Sunderland has been home to a local Lions Club since 1955. As of 2011 the club has approximately 60 members which puts it amongst the largest in its Lions International District known as A-16. The club runs various fundraisers throughout the year such as a car draw and beach volleyball tournament as well as annually hosting a Blue Rodeo concert. All profits from these events are put back into service projects and used for the purpose of community betterment.
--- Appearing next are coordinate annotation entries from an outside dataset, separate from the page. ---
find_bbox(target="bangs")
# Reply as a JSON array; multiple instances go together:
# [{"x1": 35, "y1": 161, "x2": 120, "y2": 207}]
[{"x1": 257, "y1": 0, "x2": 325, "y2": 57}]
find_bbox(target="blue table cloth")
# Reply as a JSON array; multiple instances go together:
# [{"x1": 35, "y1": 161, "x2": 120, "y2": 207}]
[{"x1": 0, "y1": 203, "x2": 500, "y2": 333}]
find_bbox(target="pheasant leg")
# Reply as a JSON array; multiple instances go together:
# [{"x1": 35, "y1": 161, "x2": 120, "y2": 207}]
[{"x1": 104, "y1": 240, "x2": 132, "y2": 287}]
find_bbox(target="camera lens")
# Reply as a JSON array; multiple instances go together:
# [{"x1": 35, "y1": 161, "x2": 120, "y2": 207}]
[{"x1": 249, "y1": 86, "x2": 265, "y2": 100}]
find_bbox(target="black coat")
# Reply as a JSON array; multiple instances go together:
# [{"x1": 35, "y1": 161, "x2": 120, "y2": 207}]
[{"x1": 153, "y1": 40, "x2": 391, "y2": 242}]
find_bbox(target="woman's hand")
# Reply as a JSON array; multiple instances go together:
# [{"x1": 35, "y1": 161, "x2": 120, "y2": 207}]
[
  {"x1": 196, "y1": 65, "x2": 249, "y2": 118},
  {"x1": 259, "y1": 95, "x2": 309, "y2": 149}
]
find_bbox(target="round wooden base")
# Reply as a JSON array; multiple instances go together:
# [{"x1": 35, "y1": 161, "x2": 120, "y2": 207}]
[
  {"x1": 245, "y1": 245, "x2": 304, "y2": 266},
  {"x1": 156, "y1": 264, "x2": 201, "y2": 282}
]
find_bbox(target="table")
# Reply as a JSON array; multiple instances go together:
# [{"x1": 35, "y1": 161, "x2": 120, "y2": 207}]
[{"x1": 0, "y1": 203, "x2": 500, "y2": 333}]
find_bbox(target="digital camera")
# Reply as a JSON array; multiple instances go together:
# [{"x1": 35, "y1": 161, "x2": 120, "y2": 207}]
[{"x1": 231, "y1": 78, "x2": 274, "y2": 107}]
One of the club's largest service projects is the annual Sunderland Lions Music Festival which is held over three weeks, beginning in mid-April.

==Nearby communities==
- Beaverton, north
- Oakwood, east
- Pefferlaw, northwest
- Vroomanton, west
- Port Perry, southeast
- Uxbridge, southwest
- Cannington, northeast

==Transportation==
- Ontario Highway 7 / Ontario Highway 12
- GO Bus 81, Connecting Sunderland to Whitby GO Station
- Small private registered aerodrome located 2 NM west of town (CSD7 - Sunderland Aerodrome)

==Other information==

- Area code: +(00)1-705
- Postal code: L0C 1H0

There are about 30 homes on the extreme south-west corner of Brock Township with (rural route) Sunderland mailing addresses and a 905 North American area code.